Présentation, mesures de protection et de gestion de l’étang
Situation de Courthézon (Vaucluse). Carte : Ornithomedia.com |
Bien que ne couvrant que 15 hectares, l'étang salé de Courthézon est l’une des plus importantes zones humides du Vaucluse, qui en compte peu. Il n'est alimenté que par les eaux de ruissellement et les précipitations et s’assèche souvent en été. Il joue ainsi un rôle régulateur hydrologique important, surtout en cas d’épisode orageux sévère. Il est couvert en grande partie de phragmites et de massettes qui contribuent à épurer ses eaux en absorbant les pesticides et autres substances polluantes.
Son rôle écologique a été reconnu et il a été classé "Espace Naturel Sensible" du département de Vaucluse en 2005. Il est géré par la CCPRO (Communauté de Communes des Pays Rhône et Ouvèze) et le CEN-PACA (Conservatoire d'Espaces naturels), qui mènent différentes actions afin de protéger et de maintenir la richesse de cet écosystème particulier et d’accueillir le public.
Des travaux d’entretien sont menés régulièrement :
- faucardage tous les deux ans d’une partie de la roselière pour éviter une fermeture du milieu;
- pâturage des prairies le bordant par des chevaux camarguais (huit en 2013) entre la fin avril et la fin octobre grâce à un partenariat avec des éleveurs de Courthézon (élevages Langarel et des Papes);
- maintenance du système hydraulique (vanne) pour réguler si nécessaire le niveau d’eau ;
- élimination des espèces invasives (Herbe de la Pampa, Érable negundo, Ambroisie);
- battues pour réduire la présence de sangliers.
Un sentier pédagogique de 1,5 km, adapté aux poussettes et aux personnes à mobilité réduite, a été créé, des panneaux d'information qui présentent le patrimoine historique et naturel de l'étang ont été installés, un observatoire accessible par un ponton a été construit, une aire de pique-nique et un conteneur mis à disposition des visiteurs. Des arbres ont été plantés près de l’aire de pique-nique et des aménagements légers (rambardes) sont prévus pour empêcher le public de sortir du sentier. Une plaquette a été éditée à 5 000 exemplaires par le service de communication de la mairie de Courthézon et diffusée dans les différents offices du tourisme intercommunaux et auprès de différentes administrations.

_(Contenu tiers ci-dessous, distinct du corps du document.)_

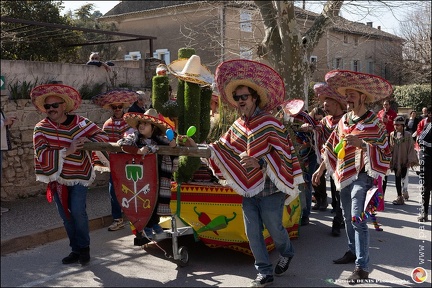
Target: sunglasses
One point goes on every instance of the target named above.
(243, 97)
(54, 105)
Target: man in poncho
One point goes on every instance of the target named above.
(257, 160)
(361, 157)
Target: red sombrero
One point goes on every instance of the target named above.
(324, 91)
(70, 96)
(151, 115)
(260, 77)
(191, 70)
(125, 97)
(374, 87)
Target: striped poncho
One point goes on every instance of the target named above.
(376, 159)
(50, 142)
(262, 136)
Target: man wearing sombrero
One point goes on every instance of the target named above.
(115, 127)
(362, 156)
(257, 159)
(60, 162)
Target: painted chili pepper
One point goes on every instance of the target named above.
(204, 218)
(220, 222)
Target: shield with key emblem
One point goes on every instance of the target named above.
(135, 180)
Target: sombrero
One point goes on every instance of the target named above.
(374, 87)
(324, 91)
(151, 115)
(70, 96)
(191, 70)
(125, 97)
(260, 77)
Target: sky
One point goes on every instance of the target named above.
(380, 15)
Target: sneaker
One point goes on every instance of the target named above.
(158, 229)
(117, 224)
(148, 232)
(357, 276)
(262, 280)
(282, 265)
(71, 258)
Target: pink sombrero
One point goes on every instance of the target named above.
(70, 96)
(125, 97)
(151, 115)
(260, 77)
(191, 70)
(324, 91)
(374, 87)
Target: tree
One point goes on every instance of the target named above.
(35, 43)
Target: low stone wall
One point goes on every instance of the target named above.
(18, 179)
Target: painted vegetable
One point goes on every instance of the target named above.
(204, 218)
(220, 222)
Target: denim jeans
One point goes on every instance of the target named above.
(266, 211)
(77, 226)
(115, 206)
(352, 203)
(312, 159)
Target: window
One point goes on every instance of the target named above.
(246, 53)
(356, 65)
(371, 67)
(162, 54)
(346, 39)
(245, 21)
(338, 63)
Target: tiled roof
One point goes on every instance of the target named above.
(340, 24)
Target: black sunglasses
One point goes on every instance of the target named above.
(54, 105)
(243, 97)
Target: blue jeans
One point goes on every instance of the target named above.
(312, 159)
(266, 211)
(77, 226)
(352, 203)
(115, 206)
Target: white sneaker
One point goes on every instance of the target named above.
(117, 224)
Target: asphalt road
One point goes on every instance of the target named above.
(116, 262)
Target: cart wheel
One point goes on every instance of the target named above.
(184, 256)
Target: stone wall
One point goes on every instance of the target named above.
(18, 179)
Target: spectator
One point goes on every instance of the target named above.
(364, 151)
(115, 127)
(257, 159)
(60, 161)
(6, 123)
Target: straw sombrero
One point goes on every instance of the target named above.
(191, 70)
(374, 87)
(324, 91)
(125, 97)
(70, 96)
(260, 77)
(151, 115)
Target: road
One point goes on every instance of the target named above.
(403, 245)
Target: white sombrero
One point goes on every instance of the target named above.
(70, 96)
(374, 87)
(191, 70)
(258, 76)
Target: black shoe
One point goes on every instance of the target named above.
(84, 256)
(72, 258)
(304, 221)
(348, 257)
(358, 275)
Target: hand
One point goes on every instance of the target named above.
(353, 140)
(249, 162)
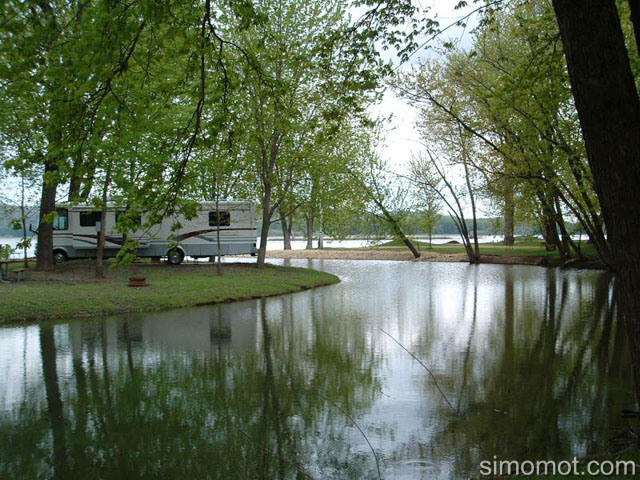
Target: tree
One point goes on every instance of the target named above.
(609, 110)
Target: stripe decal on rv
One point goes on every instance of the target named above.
(195, 233)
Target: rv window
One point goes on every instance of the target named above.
(224, 220)
(89, 219)
(61, 222)
(137, 220)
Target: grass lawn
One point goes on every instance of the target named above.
(523, 246)
(72, 290)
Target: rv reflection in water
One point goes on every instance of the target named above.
(76, 230)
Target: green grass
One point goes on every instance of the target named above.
(72, 291)
(529, 246)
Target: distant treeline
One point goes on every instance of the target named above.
(372, 226)
(7, 214)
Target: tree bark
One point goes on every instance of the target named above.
(634, 9)
(309, 233)
(321, 233)
(54, 401)
(509, 213)
(23, 222)
(44, 257)
(609, 111)
(266, 223)
(103, 226)
(286, 230)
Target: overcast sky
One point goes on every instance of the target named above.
(400, 136)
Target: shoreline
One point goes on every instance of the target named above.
(406, 256)
(72, 292)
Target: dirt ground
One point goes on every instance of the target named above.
(367, 255)
(379, 254)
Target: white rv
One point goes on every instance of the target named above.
(75, 232)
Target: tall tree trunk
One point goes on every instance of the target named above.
(286, 230)
(321, 232)
(218, 243)
(476, 247)
(103, 226)
(266, 223)
(509, 214)
(23, 221)
(609, 111)
(309, 230)
(44, 257)
(397, 229)
(634, 8)
(54, 401)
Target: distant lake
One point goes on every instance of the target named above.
(276, 243)
(519, 362)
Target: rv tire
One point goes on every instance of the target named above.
(175, 256)
(59, 256)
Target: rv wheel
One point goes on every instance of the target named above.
(59, 257)
(175, 256)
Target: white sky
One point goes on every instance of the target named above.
(401, 137)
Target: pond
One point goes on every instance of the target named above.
(403, 370)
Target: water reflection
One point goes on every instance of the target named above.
(518, 362)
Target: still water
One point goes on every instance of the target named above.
(514, 361)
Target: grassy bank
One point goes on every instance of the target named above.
(523, 246)
(72, 291)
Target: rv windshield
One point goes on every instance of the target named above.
(222, 220)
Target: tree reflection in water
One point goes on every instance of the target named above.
(533, 362)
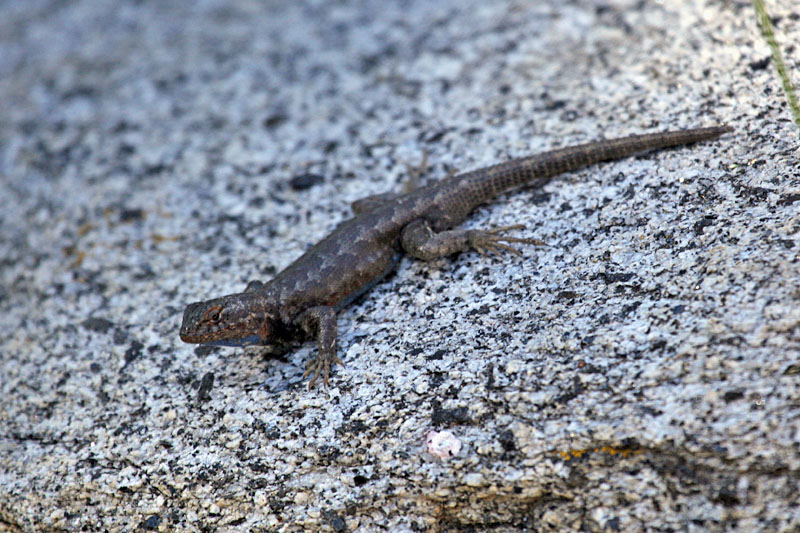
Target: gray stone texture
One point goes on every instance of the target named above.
(641, 372)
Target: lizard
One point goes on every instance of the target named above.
(301, 301)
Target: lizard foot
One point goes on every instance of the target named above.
(491, 241)
(321, 366)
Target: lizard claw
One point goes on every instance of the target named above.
(492, 241)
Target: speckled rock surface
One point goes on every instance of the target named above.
(641, 371)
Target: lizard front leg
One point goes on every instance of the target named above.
(420, 241)
(320, 321)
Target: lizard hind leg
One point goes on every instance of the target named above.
(320, 321)
(420, 241)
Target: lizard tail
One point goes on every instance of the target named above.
(498, 178)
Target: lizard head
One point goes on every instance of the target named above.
(234, 320)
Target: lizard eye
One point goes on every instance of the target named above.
(214, 314)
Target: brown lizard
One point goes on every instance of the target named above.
(301, 302)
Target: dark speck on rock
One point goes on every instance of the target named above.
(152, 523)
(732, 396)
(761, 64)
(506, 439)
(449, 417)
(131, 215)
(132, 353)
(203, 350)
(206, 384)
(791, 370)
(100, 325)
(302, 182)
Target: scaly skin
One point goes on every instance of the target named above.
(302, 301)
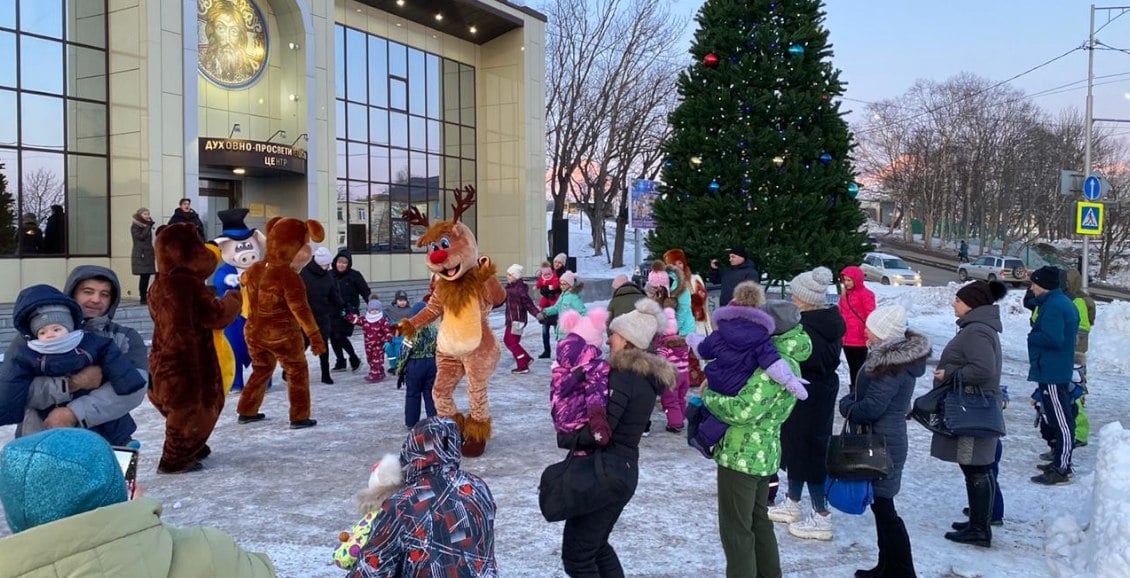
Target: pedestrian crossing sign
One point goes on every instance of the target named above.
(1088, 218)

Des résultats encourageants
Plusieurs espèces d’oiseaux bénéficient de ces mesures de gestion et de protection, mais aussi de pratiques agricoles plus respectueuses dans les environs immédiats de l’étang : ainsi en 2013, un Petit-duc scops (Otus scops) chanteur a été entendu, la belle population de Chevêches d’Athéna (Athene noctua) s’est maintenue, une colonie de Guêpiers d’Europe (Merops apiaster) s’est installée dans un talus bordant une vigne proche, et grâce à des conditions hydrologiques favorables, un Blongios nain (Ixobruchus minutus) chanteur a été vu, et la Rousserolle turdoïde (Acrocephalus arundinaceus) ainsi que cinq espèces d’amphibiens se sont reproduites (l’étang accueille la plus forte population de Crapauds calamites du Vaucluse).
Accès
Depuis Orange au nord, prendre la N7 vers Avignon et sortir à Courthézon. L’étang salé de Courthézon se trouve entre ce village et Châteauneuf-du-Pape, non loin de la route de Châteauneuf (D92). Il faut laisser son véhicule dans l’aire de stationnement aménagée et emprunter le sentier de découverte et visiter l’observatoire.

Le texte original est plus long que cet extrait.